Created 03-15-2016 09:26 PM
Environment: HDP 2.3 Sandbox
Problem: I have created a table in hive with just 2 columns. Now i want to read this in my MR code using HCatalog integration. The MR Job fails to read the table from the MySql meta-store. It uses the Derby for some reason and hence it fails with "table not found" message.
Job Client code:
public class HCatalogMRJob extends Configured implements Tool { public int run(String[] args) throws Exception { Configuration conf = getConf(); args = new GenericOptionsParser(conf, args).getRemainingArgs(); String inputTableName = args[0]; String outputTableName = args[1]; String dbName = null; Job job = new Job(conf, "HCatalogMRJob"); HCatInputFormat.setInput(job, dbName, inputTableName); job.setInputFormatClass(HCatInputFormat.class); job.setJarByClass(HCatalogMRJob.class); job.setMapperClass(HCatalogMapper.class); job.setReducerClass(HCatalogReducer.class); job.setMapOutputKeyClass(IntWritable.class); job.setMapOutputValueClass(IntWritable.class); job.setOutputKeyClass(WritableComparable.class); job.setOutputValueClass(DefaultHCatRecord.class); HCatOutputFormat.setOutput(job, OutputJobInfo.create(dbName, outputTableName, null)); HCatSchema s = HCatOutputFormat.getTableSchema(conf); System.err.println("INFO: output schema explicitly set for writing:" + s); HCatOutputFormat.setSchema(job, s); job.setOutputFormatClass(HCatOutputFormat.class); return (job.waitForCompletion(true) ? 0 : 1); } public static void main(String[] args) throws Exception { int exitCode = ToolRunner.run(new HCatalogMRJob(), args); System.exit(exitCode); } }
Job Run Command:
hadoop jar mr-hcat.jar input_table out_table
Before running this command, i have set the necessary hcatalog, hive jars in the class path using the hadoop_classpath variable.
Question:
Now, how do i make the job to use the hive-site.xml correctly?

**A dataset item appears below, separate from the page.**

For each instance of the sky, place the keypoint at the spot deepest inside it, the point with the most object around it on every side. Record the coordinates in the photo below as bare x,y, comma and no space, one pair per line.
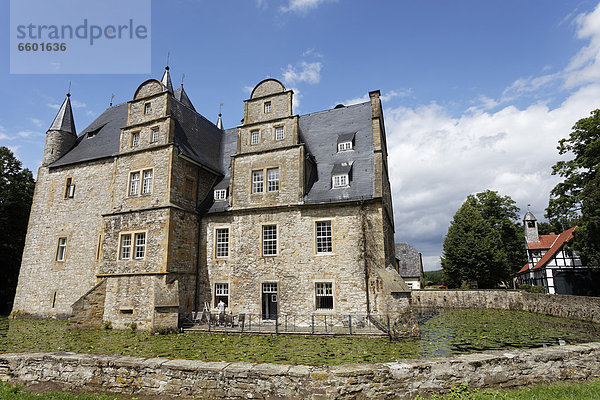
476,94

I tried setting this in the classpath using the same hadoop_classpath as mentioned above., but still it fails.
Created 03-16-2016 08:26 PM
Issue resolved by setting /etc/hive/conf in the classpath Instead of /etc/hive/conf/*.
Created 03-16-2016 08:26 PM
Issue resolved by setting /etc/hive/conf in the classpath Instead of /etc/hive/conf/*.